6. Don’t Miss The Manatees
Many guests to the pavilion are in such a rush to witness the largest aquarium that they skip out on some of the smaller exhibits. A smaller aquarium allows you to visit a pair of rescued West Indian manatees. They are only here on a temporary basis, with the hope that’s Disney’s animal care experts will assist them in returning into the wild in the future. The manatees receive only very minimal training, which allows them to recover in a natural manner while the team tracks their progress.
7. Head Into the Aquarium
Did you know that there’s an opportunity for guests to head into the aquarium themselves? If you’ve ever spent some time admiring the creatures in the main aquarium, from time to time, you may see SCUBA divers or even Mickey Mouse. Epcot DiveQuest is an opportunity for certified SCUBA divers to spend 40 minutes under the water exploring the aquarium. There’s also The Epcot Seas Aqua Tour, which offers you a SCUBA assisted snorkel system to explore. Finally, Dolphins in Depth gives you the chance to interact with the dolphins that call this area home while standing in waist-high water.
8. Feeding Time
If you time your visit to the pavilion well, you’ll be able to see cast members feeding the dolphins, manatees, sea turtles, and other creatures. About two tons of food is produced every week for the creatures who call the aquarium home, with dolphins enjoying herring and capelin and the West Indian manatees feasting on lettuce, sprouts, and fruit. The team also creates coral made from dental plaster, which includes ground fish. These are placed into the aquarium each day for the parrotfish to enjoy. Keep an eye out for the feeding time schedule, as this may be subject to change.

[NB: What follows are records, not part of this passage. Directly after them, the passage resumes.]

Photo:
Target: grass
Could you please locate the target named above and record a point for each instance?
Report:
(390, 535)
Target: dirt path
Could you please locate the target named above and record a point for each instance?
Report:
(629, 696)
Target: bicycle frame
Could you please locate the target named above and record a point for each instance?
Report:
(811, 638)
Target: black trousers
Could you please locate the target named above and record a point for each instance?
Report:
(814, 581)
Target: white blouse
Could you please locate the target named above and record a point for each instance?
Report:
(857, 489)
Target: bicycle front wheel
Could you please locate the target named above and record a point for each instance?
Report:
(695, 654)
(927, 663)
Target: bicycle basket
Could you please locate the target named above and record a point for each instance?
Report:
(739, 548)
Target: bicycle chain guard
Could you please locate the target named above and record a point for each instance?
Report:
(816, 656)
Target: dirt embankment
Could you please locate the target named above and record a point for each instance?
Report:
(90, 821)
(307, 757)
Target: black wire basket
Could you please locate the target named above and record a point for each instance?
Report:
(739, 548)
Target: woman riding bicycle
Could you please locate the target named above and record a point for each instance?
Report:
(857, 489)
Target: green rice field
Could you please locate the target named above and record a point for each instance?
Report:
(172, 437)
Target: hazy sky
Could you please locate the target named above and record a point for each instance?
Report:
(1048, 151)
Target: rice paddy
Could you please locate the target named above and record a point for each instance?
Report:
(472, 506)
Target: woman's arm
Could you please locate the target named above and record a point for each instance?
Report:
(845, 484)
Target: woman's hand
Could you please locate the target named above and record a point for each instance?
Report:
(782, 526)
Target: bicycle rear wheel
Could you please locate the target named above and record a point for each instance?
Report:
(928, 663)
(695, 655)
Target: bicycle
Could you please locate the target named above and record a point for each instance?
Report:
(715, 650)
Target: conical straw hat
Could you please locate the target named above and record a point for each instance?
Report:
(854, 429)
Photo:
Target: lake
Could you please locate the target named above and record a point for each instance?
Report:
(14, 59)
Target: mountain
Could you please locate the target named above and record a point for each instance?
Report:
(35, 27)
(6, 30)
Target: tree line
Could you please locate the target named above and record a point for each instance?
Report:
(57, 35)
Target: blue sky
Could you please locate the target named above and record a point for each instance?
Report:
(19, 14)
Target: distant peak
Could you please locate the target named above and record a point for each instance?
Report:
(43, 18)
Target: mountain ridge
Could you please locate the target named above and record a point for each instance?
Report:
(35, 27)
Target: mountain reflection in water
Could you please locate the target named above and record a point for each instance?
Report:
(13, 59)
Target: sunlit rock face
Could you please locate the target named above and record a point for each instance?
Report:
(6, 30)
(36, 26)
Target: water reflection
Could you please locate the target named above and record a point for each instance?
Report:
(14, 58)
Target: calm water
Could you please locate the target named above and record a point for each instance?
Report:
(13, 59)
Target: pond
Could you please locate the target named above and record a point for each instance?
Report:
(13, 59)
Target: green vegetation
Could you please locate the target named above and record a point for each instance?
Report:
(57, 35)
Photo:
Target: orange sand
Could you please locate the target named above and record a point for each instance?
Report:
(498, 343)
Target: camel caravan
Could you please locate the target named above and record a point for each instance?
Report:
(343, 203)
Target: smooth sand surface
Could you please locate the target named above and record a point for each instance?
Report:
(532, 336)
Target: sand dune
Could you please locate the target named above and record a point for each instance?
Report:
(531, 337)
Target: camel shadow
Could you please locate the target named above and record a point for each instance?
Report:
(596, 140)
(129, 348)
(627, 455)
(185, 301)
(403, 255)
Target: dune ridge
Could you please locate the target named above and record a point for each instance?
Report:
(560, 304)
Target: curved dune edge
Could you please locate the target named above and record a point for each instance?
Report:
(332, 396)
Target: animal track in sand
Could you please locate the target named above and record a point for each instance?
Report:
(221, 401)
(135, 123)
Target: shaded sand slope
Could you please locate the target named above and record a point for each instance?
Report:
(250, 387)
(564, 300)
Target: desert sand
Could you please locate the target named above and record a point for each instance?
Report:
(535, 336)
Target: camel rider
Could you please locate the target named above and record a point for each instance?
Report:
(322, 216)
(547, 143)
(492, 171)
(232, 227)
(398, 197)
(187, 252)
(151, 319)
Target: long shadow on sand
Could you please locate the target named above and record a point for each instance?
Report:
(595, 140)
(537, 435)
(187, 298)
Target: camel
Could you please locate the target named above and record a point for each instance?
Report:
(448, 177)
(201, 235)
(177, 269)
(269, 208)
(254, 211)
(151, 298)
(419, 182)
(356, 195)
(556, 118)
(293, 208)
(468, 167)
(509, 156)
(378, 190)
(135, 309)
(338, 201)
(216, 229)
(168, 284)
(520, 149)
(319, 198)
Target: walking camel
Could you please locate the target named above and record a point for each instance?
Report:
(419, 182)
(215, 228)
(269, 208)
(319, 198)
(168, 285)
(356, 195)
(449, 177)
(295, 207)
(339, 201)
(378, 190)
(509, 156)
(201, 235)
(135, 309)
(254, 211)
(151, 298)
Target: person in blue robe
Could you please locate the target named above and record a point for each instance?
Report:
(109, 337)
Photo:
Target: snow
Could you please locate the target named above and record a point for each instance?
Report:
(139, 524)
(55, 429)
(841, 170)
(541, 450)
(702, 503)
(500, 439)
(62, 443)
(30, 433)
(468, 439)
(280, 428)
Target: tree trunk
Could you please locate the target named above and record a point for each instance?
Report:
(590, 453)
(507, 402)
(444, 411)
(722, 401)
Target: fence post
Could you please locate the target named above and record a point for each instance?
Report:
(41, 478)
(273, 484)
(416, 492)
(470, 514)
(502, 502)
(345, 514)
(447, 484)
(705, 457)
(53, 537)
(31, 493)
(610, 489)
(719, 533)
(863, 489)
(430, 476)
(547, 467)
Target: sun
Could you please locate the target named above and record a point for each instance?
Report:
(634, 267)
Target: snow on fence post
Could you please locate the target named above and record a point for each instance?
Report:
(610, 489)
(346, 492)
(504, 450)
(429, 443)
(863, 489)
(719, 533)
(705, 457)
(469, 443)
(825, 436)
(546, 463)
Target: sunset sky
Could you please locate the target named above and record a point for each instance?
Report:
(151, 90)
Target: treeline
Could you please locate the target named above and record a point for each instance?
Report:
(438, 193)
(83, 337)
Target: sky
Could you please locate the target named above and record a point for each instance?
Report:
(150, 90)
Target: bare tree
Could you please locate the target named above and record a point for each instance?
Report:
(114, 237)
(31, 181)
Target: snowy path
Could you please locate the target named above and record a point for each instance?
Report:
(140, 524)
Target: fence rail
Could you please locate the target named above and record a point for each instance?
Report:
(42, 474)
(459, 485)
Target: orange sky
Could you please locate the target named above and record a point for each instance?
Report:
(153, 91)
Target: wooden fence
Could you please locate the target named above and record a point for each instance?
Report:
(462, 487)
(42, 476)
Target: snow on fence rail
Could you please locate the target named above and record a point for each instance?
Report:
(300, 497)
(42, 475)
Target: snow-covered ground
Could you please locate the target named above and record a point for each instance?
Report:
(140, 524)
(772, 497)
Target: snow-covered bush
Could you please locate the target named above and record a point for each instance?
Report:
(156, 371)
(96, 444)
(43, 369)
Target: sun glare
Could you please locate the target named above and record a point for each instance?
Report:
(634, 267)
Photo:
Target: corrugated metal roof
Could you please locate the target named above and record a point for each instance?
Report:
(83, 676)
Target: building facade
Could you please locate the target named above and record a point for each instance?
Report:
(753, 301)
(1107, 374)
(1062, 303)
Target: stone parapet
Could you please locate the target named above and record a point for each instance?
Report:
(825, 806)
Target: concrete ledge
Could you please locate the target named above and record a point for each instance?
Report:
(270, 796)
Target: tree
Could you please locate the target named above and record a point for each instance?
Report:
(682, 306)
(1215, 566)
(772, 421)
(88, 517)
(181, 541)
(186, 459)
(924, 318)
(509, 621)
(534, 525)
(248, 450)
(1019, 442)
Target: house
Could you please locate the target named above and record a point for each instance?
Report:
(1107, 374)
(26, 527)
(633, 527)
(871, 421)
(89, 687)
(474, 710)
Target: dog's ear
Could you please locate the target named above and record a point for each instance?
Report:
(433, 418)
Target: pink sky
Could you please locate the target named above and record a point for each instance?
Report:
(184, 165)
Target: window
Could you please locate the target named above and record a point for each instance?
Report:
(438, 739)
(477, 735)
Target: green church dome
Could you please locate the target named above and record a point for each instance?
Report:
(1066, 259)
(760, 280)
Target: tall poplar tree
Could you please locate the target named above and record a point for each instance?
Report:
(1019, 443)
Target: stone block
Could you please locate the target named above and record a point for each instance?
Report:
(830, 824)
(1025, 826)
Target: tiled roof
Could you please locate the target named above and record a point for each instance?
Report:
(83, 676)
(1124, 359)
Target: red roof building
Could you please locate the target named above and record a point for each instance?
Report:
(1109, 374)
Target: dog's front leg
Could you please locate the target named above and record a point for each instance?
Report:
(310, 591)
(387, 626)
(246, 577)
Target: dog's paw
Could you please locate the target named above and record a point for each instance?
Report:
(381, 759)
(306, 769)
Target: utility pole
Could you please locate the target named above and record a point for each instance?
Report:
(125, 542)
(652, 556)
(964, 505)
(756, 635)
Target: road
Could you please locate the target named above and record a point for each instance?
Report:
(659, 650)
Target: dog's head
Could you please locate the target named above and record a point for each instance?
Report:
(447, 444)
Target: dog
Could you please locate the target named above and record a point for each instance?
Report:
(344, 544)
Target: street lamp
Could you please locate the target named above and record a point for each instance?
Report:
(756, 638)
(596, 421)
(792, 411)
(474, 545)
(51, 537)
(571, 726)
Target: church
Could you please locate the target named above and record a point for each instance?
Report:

The Seas with Nemo and Friends in Epcot is one of the best places to cool off on a hot summer’s day. You could spend hours in this pavilion enjoying the attractions and aquariums that are on offer. Kids and adults alike will learn so much from interacting with the cast members who work here, and they are often on hand to answer your questions about the inhabitants of the pavilion. It’s a huge space to explore, so take the time to walk around both floors and enjoy some of the often overlooked exhibits. After walking around the park all day long, head to the Coral Reef Restaurant to cool off and continue your underwater experience in Epcot.